Übrigens gab es da auch eine ganz interessante Situation beim TOP 6, der „Beschlussfassung über die Änderung der Satzung über die Vergütung von Aufsichtsratsmitgliedern“.

Auch da kam der Vorschlag der Verwaltung nicht durch, er wurde abgelehnt.

Und auch da gab es einen Gegenantrag (eines anderen Aktionärs namens Jan Peter Arnz) – der wurde allerdings auch abgelehnt.

Um was ging es da? Auch dazu der Blick in die Tagesordnung, da wurde dieser Vorschlag der Verwaltung für die Vergütung von Aufsichtsratsmitgliedern vorgeschlagen (Auszug):

„Der Aufsichtsratsvorsitzende erhält eine Grundvergütung  in  Höhe von EUR 25.000,00      der  stellvertretende Aufsichtsratsvorsitzende erhält  eine  Grundvergütung in  Höhe von  EUR  12.500,00. Bezieht    sich    die    Tätigkeit    eines    Aufsichtsratsmitglieds    nicht auf    ein volles    Kalenderjahr, so wird die Vergütung zeitanteilig gezahlt.

Zusätzlich zur Grundvergütung erhält  jedes  Aufsichtsratsmitglied  für  jede  Teilnahme  an  einer  ordentlichen  oder  außerordentlichen  Aufsichtsratssitzung  ein  Sitzungsgeld  in  Höhe  von EUR 1.500,00.“

Ich persönlich finde es auch nicht so prickelnd, wenn es ein Sitzungsgeld geben soll.

Denn wenn man im Aufsichtsrat ist, dann sollte für die Sitzungen pro Jahr eine angemessene Pauschale inkl. evtl. Erstattung von Auslagen gezahlt werden – that´s it, wie der Angelsachse sagt.

Wieso dann noch ein „Sitzungsgeld“ von 1.500 Euro pro Sitzung? Das könnte den Aufsichtsrat sogar dazu veranlassen, möglichst viele Sitzungen durchzuführen, die gar nicht unbedingt notwendig wären. Ich sage damit natürlich nicht, dass das hier so wäre, aber ich sehe falsche Anreize gesetzt mit so einem System.
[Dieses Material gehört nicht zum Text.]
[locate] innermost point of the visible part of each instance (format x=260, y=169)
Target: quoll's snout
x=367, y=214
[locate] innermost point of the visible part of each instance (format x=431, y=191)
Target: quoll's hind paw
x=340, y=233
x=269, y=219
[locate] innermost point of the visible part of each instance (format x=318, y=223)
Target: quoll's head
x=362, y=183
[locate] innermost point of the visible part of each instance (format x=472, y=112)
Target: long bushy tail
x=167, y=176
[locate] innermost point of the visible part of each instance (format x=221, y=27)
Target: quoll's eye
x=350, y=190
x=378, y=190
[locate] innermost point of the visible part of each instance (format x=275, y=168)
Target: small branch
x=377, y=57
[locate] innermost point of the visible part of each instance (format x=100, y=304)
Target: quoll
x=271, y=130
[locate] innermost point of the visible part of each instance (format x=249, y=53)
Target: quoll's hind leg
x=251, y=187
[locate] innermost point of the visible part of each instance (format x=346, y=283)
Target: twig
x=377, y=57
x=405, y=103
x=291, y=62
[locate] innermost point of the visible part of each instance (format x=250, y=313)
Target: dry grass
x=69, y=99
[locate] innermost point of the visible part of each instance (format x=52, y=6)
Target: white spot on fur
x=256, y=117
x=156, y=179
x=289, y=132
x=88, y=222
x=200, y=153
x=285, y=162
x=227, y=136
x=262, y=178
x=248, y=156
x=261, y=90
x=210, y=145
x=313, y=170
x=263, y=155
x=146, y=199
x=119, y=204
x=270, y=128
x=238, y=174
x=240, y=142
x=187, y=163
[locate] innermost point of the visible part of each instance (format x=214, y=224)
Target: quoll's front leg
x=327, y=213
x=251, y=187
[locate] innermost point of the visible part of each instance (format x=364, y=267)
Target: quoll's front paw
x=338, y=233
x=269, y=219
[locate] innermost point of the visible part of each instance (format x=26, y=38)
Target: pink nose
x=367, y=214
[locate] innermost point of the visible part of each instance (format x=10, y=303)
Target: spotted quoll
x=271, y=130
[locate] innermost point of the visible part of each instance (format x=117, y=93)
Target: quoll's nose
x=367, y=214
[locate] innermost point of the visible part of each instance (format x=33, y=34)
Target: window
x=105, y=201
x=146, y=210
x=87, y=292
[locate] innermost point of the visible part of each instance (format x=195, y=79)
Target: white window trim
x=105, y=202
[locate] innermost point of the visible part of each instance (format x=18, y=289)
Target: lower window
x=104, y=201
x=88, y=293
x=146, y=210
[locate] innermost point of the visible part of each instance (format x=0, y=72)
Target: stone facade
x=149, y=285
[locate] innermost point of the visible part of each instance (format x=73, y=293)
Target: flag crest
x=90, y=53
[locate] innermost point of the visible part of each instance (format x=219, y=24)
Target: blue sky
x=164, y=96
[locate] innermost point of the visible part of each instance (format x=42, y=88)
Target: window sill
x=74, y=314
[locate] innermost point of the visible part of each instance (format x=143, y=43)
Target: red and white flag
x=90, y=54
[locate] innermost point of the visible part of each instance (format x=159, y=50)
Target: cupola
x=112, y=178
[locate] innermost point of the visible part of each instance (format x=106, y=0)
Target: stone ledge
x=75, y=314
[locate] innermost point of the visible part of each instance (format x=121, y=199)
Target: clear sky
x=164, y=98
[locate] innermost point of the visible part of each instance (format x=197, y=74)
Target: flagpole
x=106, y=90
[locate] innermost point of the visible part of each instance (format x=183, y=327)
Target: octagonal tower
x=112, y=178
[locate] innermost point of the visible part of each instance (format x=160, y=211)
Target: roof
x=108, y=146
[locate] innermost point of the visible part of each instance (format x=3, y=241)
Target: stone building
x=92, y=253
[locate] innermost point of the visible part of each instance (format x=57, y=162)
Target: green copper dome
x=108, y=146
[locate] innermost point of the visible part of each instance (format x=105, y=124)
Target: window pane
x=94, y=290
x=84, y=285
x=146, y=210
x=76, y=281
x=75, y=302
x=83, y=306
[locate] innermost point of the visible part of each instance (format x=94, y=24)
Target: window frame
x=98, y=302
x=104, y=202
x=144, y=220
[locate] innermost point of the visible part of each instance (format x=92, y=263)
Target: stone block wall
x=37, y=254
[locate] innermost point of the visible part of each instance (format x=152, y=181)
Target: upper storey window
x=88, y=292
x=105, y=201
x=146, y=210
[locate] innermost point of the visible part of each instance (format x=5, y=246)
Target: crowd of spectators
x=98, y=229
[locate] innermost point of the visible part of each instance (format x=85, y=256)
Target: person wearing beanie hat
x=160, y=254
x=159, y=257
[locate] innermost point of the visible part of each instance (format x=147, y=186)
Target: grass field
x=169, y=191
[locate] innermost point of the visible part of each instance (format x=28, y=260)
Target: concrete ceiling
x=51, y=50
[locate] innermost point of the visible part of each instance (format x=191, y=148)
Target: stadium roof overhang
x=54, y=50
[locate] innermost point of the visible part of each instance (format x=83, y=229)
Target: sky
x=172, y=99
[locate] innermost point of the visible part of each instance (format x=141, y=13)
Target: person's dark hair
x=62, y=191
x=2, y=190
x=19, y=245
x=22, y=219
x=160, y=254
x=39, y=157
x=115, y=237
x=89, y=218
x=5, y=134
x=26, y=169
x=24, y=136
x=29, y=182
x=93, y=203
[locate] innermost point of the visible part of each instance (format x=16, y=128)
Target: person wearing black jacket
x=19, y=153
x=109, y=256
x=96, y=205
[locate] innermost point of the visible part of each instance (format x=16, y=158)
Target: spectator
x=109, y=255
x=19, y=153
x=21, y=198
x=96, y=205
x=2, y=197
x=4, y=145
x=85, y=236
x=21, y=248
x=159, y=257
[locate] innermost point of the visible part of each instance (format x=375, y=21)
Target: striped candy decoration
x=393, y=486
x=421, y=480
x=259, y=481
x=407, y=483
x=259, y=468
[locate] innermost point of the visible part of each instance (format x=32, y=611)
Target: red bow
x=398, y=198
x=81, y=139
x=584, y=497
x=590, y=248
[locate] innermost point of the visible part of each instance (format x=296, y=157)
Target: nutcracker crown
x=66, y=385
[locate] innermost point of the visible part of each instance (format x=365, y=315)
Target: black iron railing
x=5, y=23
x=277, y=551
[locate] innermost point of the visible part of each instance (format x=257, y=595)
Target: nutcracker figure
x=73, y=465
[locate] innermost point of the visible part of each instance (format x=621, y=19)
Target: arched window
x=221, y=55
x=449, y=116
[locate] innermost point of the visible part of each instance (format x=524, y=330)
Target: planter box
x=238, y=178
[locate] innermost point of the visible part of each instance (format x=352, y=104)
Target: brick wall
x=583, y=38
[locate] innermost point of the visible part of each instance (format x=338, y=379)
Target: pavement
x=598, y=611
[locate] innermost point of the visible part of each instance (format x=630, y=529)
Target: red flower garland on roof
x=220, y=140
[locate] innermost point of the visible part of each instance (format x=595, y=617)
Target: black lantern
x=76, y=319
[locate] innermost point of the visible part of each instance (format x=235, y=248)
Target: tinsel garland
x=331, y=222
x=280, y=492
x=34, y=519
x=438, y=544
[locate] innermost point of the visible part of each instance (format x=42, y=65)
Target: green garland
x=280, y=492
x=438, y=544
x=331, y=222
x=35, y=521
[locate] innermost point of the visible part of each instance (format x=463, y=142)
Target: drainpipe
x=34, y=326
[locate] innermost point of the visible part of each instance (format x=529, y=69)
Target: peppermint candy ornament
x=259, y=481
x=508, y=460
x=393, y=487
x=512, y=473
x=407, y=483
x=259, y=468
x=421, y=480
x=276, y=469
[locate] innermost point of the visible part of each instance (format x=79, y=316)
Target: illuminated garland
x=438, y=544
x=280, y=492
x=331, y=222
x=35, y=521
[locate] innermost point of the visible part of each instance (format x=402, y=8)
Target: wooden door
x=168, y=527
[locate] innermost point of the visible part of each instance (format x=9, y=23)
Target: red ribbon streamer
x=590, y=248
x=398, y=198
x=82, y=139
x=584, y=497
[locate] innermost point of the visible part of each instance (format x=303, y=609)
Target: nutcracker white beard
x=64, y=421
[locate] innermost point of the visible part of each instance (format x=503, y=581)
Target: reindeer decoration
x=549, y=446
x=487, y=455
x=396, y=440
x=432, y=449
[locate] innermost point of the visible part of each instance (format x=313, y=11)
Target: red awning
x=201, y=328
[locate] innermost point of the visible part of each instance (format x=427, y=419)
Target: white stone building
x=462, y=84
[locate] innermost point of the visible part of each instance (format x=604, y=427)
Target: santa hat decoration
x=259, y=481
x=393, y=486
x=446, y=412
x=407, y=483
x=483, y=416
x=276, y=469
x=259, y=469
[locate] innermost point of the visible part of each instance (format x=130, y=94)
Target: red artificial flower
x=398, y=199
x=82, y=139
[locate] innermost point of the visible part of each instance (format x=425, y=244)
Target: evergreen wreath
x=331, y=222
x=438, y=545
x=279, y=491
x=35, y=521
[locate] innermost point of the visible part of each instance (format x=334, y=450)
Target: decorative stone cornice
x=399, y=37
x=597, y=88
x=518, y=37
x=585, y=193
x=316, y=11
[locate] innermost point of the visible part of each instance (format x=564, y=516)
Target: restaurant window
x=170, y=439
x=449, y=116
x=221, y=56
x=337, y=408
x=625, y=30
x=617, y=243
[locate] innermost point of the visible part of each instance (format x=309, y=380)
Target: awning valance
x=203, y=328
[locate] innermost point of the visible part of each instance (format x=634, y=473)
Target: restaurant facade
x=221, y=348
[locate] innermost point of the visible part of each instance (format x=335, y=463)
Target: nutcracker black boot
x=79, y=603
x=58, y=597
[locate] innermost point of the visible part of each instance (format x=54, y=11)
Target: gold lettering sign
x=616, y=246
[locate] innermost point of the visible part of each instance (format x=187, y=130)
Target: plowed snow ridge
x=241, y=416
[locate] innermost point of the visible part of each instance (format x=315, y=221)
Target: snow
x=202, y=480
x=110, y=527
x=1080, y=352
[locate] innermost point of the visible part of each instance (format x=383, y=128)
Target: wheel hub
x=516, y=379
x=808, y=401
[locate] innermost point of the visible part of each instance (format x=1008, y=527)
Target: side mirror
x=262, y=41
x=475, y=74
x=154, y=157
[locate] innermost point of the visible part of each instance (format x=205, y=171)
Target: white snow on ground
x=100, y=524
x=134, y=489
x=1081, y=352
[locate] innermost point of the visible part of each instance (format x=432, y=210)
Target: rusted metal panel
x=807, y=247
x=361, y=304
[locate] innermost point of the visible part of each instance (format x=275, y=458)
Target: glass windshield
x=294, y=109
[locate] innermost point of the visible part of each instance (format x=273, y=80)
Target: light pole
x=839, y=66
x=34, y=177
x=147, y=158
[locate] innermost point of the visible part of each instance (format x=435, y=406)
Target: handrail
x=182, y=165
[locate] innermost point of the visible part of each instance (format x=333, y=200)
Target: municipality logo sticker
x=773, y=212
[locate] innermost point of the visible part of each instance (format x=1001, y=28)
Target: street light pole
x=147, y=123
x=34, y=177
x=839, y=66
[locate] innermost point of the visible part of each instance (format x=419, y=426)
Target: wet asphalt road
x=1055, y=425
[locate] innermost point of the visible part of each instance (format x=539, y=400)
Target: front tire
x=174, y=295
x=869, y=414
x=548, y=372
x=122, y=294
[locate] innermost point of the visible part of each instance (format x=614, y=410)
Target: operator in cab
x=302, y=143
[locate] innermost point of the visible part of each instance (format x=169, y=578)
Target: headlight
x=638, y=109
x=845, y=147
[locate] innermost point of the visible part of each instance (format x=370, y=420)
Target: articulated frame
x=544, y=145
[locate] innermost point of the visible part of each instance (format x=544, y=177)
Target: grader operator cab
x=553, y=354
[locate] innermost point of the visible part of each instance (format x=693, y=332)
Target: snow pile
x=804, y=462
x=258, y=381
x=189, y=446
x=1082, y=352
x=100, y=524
Und offensichtlich stehe ich mit dieser Ansicht nicht alleine, wie die Abstimmungsergebnisse bei Alexanderwerk zeigten.

Die Aktie selbst ist ein kleiner Nebenwert, Hersteller von Kompaktier- und Zerkleinerungsmaschinen (Fleischwolf…). Ich hatte mir da voriges Jahr als Buchwert ca. 7,50 Euro je Aktie notiert, da liegt der aktuelle Kurs deutlich darüber. Der Ertragswert ist aber ok, und die Dividendenrendite auch.

Aber wenn wie dieses Jahr fast der gesamte Bilanzgewinn ausgeschüttet wird, dann ist so etwas vielleicht nur eine einmalige Sache und nächstes Jahr gibt es wieder niedrigere Ausschüttungsquoten. Ich weiß es nicht. Ist für mich ein Fall für die „Watchlist“.

Was noch? Gelegentlich schaue ich mir natürlich auch volkswirtschaftliche Daten an.

Da fiel mir z.B. auf, dass in der Europäischen Union bei der Volkswirtschaftlichen Gesamtrechnung die „European System of National and Regional Accounts“ angewendet werden. Das klingt so nach einer Meldung, welche bestenfalls Eierköppe interessiert.

Ist aber durchaus interessant! Denn es geht darum, wie unser BIP (Bruttoinlandsprodukt) berechnet wird.

So gab es in den vergangenen Jahren einige Änderungen. Ein Beispiel: Nun sollen auch Ausgaben für militärisches Gerät als „Investition“ gelten. Eine „Investition in die Friedenssicherung“ sozusagen. Durch den Kauf von Leopard-Panzern oder Drohnen lässt sich so ab September das BIP steigern.

Es kommt noch besser: Auch der Drogenhandel soll nun in die Berechnung des BIP einfließen. Und zwar Handel mit den Drogen, welche in einigen Mitgliedsstaaten legal sind. Bedeutet konkret: Auch wenn der Konsum von Cannabis in einem Land verboten ist, erhöht dies ab 1.9. das BIP des Landes.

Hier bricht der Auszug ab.